Clarity

Speak with intention. Land with impact

Inspiration

Most people who want to communicate better, whether they're shy in casual conversation, preparing for a job interview, or about to pitch to investors, practice alone in their head with no real feedback.

The tools that do exist are either corporate HR platforms (cold, institutional, expensive) or simple transcript analyzers that miss everything non-verbal. We wanted to build something different: a calm, evidence-based rehearsal loop that tells you specifically what to work on before it counts.

What It Does

Clarity is a real-time communication coach. You record yourself practicing, and it analyzes your delivery across three simultaneous signals — audio, video, and language — then talks back to you through a simulated conversation partner, spoken critiques, and plain-English next steps you can act on before your next session.

Three practice modes:

Emotion Sprint -- A short scenario-based drill targeting a specific emotional register out of the main 8 emotions. Your delivery is scored against the target affect using real-time facial emotion, tone, and sentiment analysis.

Conversation -- A multi-turn session simulating an interview, negotiation, or anything else you can think of. The AI plays the other side and keeps the exchange grounded in the topic at hand, pushing back, redirecting, and responding the way a real conversation partner would. This is not just fluency practice. It is social literacy training. Users learn to read the room, stay on topic under pressure, and develop the conversational instincts that make communication land in real situations.
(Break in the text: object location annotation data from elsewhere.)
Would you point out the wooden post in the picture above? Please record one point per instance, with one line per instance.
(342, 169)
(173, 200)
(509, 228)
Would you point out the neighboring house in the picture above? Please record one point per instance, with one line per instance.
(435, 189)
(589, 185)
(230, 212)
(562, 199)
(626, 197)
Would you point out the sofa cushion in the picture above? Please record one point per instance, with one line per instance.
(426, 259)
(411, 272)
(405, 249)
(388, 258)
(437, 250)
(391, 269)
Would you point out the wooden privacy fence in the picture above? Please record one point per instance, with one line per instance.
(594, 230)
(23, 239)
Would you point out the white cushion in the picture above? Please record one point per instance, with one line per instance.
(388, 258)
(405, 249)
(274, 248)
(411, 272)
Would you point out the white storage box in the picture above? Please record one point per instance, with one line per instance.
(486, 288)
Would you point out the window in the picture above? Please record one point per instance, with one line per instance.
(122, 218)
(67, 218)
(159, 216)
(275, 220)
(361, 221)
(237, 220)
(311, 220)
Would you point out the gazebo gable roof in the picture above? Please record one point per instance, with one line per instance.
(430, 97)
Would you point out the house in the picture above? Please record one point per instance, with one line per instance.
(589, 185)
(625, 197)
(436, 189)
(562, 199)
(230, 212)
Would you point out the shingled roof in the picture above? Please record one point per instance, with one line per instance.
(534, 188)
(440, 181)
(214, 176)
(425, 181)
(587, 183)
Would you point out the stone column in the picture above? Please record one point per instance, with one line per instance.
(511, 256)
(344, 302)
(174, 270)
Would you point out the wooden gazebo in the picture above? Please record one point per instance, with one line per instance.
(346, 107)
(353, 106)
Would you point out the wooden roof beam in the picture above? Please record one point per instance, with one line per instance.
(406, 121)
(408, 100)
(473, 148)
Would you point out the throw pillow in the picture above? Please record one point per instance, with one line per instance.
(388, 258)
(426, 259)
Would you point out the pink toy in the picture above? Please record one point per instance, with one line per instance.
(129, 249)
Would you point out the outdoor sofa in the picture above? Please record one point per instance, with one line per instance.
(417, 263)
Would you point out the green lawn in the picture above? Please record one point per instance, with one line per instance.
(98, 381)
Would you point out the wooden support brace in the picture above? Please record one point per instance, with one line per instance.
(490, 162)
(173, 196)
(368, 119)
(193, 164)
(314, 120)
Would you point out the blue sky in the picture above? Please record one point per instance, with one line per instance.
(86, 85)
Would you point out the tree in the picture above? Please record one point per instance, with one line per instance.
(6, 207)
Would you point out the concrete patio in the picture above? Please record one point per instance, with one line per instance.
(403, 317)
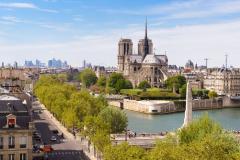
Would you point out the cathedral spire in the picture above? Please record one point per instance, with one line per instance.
(146, 29)
(145, 43)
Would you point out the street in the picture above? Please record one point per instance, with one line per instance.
(63, 148)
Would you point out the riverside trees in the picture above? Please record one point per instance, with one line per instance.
(76, 109)
(202, 139)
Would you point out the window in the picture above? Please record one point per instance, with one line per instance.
(1, 143)
(11, 157)
(23, 156)
(11, 142)
(23, 142)
(11, 122)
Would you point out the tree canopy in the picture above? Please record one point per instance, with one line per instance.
(175, 82)
(117, 82)
(88, 77)
(115, 118)
(212, 94)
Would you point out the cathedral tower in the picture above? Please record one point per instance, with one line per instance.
(125, 47)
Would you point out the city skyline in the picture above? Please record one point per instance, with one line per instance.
(70, 30)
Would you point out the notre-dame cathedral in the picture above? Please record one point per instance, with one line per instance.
(145, 65)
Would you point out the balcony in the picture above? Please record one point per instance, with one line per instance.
(11, 146)
(23, 146)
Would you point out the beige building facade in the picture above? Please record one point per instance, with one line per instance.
(224, 82)
(16, 129)
(144, 65)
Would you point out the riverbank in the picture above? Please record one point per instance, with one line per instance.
(144, 123)
(166, 107)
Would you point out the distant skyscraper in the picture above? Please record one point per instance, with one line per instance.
(50, 63)
(38, 63)
(53, 63)
(29, 64)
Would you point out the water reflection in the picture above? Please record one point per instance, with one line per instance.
(229, 118)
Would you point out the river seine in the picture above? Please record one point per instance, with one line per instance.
(228, 118)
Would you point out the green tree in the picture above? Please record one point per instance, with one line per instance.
(117, 82)
(175, 82)
(183, 90)
(88, 77)
(102, 81)
(212, 94)
(124, 152)
(115, 118)
(93, 124)
(144, 85)
(199, 129)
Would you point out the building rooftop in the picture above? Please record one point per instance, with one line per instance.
(8, 98)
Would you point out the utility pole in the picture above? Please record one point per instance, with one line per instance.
(226, 76)
(206, 60)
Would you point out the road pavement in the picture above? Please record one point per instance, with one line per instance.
(64, 149)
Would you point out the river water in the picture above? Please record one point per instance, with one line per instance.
(228, 118)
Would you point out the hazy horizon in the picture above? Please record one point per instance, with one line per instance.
(76, 30)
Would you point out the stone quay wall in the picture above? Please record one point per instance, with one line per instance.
(166, 107)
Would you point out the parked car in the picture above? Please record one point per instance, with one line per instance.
(47, 148)
(55, 131)
(53, 138)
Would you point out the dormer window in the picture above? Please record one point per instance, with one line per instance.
(11, 122)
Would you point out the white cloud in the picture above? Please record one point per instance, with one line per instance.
(184, 9)
(194, 42)
(11, 19)
(18, 5)
(25, 6)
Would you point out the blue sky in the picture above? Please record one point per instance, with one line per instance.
(74, 30)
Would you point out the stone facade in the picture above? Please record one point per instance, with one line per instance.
(144, 65)
(16, 128)
(224, 82)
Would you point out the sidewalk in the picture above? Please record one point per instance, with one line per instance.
(68, 135)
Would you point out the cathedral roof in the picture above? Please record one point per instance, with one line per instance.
(151, 58)
(135, 58)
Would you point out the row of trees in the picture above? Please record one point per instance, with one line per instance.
(201, 140)
(116, 82)
(80, 110)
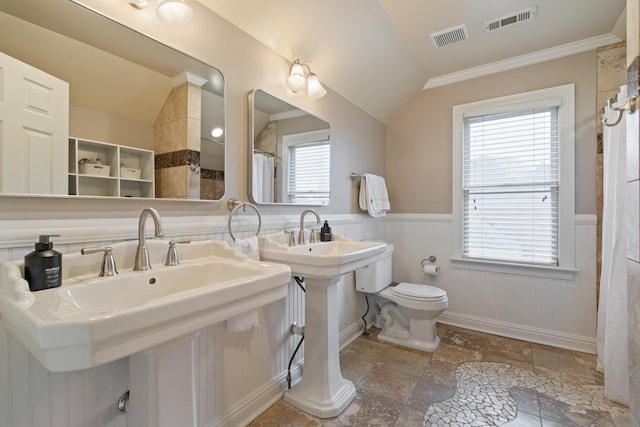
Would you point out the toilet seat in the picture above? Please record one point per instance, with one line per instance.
(416, 292)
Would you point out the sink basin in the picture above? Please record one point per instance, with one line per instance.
(321, 259)
(322, 391)
(92, 320)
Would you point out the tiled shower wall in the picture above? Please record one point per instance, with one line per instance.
(244, 372)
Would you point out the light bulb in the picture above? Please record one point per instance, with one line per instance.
(296, 80)
(174, 11)
(314, 88)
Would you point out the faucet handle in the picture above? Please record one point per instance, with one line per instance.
(292, 239)
(172, 253)
(108, 267)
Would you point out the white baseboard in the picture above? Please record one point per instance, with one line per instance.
(521, 332)
(261, 399)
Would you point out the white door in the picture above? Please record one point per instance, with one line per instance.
(34, 130)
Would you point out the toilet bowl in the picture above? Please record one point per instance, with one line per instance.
(408, 310)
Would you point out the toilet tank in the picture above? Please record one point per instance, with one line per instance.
(377, 276)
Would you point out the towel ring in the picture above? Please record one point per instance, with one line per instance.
(234, 205)
(431, 259)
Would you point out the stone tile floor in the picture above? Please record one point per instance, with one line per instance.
(473, 379)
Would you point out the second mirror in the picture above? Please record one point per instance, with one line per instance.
(290, 153)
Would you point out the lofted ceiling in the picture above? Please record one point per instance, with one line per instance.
(378, 54)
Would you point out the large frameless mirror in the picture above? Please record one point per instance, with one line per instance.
(290, 155)
(144, 120)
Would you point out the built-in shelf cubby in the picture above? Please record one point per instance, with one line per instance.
(103, 169)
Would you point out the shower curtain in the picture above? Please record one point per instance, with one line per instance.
(263, 178)
(612, 340)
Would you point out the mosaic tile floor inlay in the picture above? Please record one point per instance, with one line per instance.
(482, 395)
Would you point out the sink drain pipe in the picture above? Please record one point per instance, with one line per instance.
(295, 329)
(122, 402)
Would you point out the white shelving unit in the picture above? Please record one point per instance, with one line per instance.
(125, 171)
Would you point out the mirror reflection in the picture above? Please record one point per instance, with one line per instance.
(143, 120)
(290, 159)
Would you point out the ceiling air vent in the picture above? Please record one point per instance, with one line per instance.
(450, 35)
(514, 18)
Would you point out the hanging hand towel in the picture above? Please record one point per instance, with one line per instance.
(373, 195)
(245, 321)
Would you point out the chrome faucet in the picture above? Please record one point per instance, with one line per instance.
(304, 212)
(142, 252)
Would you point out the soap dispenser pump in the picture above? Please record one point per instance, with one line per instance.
(43, 267)
(325, 232)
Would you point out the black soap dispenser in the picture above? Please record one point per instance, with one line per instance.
(43, 267)
(325, 233)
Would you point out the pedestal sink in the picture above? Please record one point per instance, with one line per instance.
(322, 391)
(152, 316)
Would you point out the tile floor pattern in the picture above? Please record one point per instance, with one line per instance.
(523, 384)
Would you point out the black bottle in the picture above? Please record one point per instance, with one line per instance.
(325, 233)
(43, 267)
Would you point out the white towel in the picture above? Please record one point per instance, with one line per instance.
(245, 321)
(373, 195)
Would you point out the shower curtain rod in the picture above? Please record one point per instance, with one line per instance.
(630, 106)
(266, 153)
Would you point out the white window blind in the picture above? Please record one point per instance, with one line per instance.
(510, 186)
(309, 170)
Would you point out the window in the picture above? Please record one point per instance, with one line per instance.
(513, 180)
(307, 168)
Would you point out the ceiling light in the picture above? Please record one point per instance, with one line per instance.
(314, 88)
(139, 4)
(174, 11)
(301, 78)
(296, 80)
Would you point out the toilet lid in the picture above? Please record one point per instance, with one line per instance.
(419, 292)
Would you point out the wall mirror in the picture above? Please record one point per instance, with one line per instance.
(154, 115)
(290, 159)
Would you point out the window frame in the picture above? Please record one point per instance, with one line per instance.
(289, 141)
(563, 97)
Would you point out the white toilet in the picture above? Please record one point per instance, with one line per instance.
(408, 309)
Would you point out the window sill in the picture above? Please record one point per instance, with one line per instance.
(559, 273)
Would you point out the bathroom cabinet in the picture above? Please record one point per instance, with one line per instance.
(103, 169)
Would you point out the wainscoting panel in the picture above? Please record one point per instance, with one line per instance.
(549, 311)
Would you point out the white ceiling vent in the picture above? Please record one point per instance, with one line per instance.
(450, 35)
(514, 18)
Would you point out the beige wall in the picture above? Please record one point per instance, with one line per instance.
(98, 126)
(358, 140)
(419, 163)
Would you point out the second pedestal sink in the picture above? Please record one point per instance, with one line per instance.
(321, 259)
(322, 391)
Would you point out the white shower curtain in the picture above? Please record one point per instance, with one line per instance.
(263, 178)
(612, 340)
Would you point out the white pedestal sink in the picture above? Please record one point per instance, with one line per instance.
(153, 316)
(322, 391)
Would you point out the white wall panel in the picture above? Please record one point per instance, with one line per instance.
(552, 311)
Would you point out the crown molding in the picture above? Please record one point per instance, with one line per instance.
(523, 60)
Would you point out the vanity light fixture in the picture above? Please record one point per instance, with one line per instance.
(174, 11)
(301, 78)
Free Speaking -- Uninterrupted recording that scores your pacing, filler words, repetition, and emotional arc — then breaks everything down with graphs, stats, and a word-level transcript you can replay and audit. Detected speech patterns get flagged automatically, and plain-English next steps tell you exactly what to fix before your next session.

How We Built It

Backend: Python/FastAPI with WebSocket support for live session coordination. We structured a shared AI integration layer (backend/shared/ai) so all three practice modes call the same service abstractions regardless of which model or API handles a given task. Session recordings are saved server-side and uploaded to Imentiv for video emotion analysis. Results are normalized and streamed back through WebSocket events.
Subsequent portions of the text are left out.